You know the song, “New York, New York” that everyone is always singing when they’re going to the city? Well, that’s Frank Sinatra. And he is a legend. His noticeable voice that can be heard almost anywhere, perhaps playing subtly in the background at your favorite coffee shop or in some fancy schmancy restaurant while you’re sipping whisky, is one of the most well-known in the world.
Whatever the level of your Sinatra obsession might be, there is no denying his influence in music and movies in the early 1900s that lead to his impressionable mark as a cultural American icon. I mean, how could he not be? The guy had like, 5,000 hits (OK maybe not 5,000, but Google it; the guy had a ton)!
Now in a new exhibit celebrating his legacy, The Grammy Museum in Los Angeles has collaborated with the New York Public Library for Performing Arts to feature relics taken directly from the Sinatra Estate in celebration of his longstanding legacy (he would be 100 this year).

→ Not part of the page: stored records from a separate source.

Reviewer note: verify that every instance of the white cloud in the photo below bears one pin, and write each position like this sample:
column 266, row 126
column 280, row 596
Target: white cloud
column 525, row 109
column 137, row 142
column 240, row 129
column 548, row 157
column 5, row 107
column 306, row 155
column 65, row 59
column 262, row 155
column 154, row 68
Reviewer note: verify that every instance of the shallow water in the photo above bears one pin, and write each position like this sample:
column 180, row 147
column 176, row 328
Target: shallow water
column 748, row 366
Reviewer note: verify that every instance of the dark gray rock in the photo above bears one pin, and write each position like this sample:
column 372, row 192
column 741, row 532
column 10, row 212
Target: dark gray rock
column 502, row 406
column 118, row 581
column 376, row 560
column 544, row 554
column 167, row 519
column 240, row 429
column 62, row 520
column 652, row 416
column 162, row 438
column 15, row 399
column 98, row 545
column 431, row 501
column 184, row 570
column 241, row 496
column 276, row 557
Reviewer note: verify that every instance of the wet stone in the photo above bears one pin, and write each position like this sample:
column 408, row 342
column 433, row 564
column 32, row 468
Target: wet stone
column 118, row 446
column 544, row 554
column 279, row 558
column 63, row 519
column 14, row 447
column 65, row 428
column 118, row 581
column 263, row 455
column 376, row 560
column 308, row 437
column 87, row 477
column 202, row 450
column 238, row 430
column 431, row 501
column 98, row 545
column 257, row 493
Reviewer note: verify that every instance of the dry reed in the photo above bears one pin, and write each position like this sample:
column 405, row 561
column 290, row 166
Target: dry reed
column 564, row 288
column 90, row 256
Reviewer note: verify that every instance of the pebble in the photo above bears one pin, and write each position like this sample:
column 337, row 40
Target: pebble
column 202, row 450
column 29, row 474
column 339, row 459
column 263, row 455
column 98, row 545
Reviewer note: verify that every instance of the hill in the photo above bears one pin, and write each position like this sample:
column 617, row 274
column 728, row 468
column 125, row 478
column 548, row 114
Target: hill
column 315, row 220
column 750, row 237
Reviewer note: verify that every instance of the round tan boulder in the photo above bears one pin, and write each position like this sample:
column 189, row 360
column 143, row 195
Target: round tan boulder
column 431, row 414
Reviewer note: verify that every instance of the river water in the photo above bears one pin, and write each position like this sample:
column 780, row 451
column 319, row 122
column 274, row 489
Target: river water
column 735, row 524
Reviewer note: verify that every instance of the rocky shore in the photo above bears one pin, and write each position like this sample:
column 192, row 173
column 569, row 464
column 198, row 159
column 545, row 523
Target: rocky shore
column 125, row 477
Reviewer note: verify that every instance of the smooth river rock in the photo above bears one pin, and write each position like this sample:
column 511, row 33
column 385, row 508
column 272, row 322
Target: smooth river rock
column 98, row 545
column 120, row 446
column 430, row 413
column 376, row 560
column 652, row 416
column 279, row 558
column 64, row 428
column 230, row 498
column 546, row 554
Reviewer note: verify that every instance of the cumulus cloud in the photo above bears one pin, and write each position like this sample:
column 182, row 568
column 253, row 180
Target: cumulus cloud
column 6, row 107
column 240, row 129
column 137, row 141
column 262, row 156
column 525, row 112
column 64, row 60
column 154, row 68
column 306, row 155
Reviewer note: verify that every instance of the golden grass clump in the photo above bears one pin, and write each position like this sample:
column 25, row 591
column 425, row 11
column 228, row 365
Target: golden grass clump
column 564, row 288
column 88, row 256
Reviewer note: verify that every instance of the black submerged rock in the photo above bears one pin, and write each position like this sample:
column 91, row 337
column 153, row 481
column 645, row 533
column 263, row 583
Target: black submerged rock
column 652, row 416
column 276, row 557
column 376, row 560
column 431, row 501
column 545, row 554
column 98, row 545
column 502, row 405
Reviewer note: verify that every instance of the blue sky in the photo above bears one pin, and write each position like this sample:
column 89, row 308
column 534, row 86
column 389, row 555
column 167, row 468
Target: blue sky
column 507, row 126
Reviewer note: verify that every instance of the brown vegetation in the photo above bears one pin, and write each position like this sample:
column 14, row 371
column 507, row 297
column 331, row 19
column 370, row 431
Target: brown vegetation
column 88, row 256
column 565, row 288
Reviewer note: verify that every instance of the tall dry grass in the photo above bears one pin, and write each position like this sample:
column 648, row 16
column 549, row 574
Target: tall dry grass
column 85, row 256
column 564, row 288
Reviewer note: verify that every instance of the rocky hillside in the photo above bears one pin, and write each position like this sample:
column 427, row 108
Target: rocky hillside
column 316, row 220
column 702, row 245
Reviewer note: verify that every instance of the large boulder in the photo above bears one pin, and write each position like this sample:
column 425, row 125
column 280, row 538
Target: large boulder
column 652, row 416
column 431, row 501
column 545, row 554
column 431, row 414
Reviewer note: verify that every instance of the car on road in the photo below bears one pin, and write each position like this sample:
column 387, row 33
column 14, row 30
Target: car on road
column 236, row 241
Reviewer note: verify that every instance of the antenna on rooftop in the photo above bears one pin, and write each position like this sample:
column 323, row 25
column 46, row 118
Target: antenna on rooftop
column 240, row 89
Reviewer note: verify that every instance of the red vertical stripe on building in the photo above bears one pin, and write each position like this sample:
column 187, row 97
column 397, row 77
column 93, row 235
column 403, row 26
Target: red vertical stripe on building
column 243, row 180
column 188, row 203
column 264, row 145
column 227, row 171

Walking through the exhibit you will see probably the classiest display I have ever seen, TVs playing his music while you observe, wait for it, A REAL LIFE bottle of whisky next to his microphone and some original PAINTINGS (yes, the guy found time to paint freaking pictures in the middle of filming movies and recording platinum records).
Sinatra: An American Icon will run through September 4th of this year at the New York Public Library for Performing Arts (at Lincoln Center) before it travels to Los Angeles Grammy Museum. I know the area can seem a bit confusing, so I would suggest entering through Amsterdam Ave. and taking the elevator to the 1st floor (right off the 66th Street 1 line).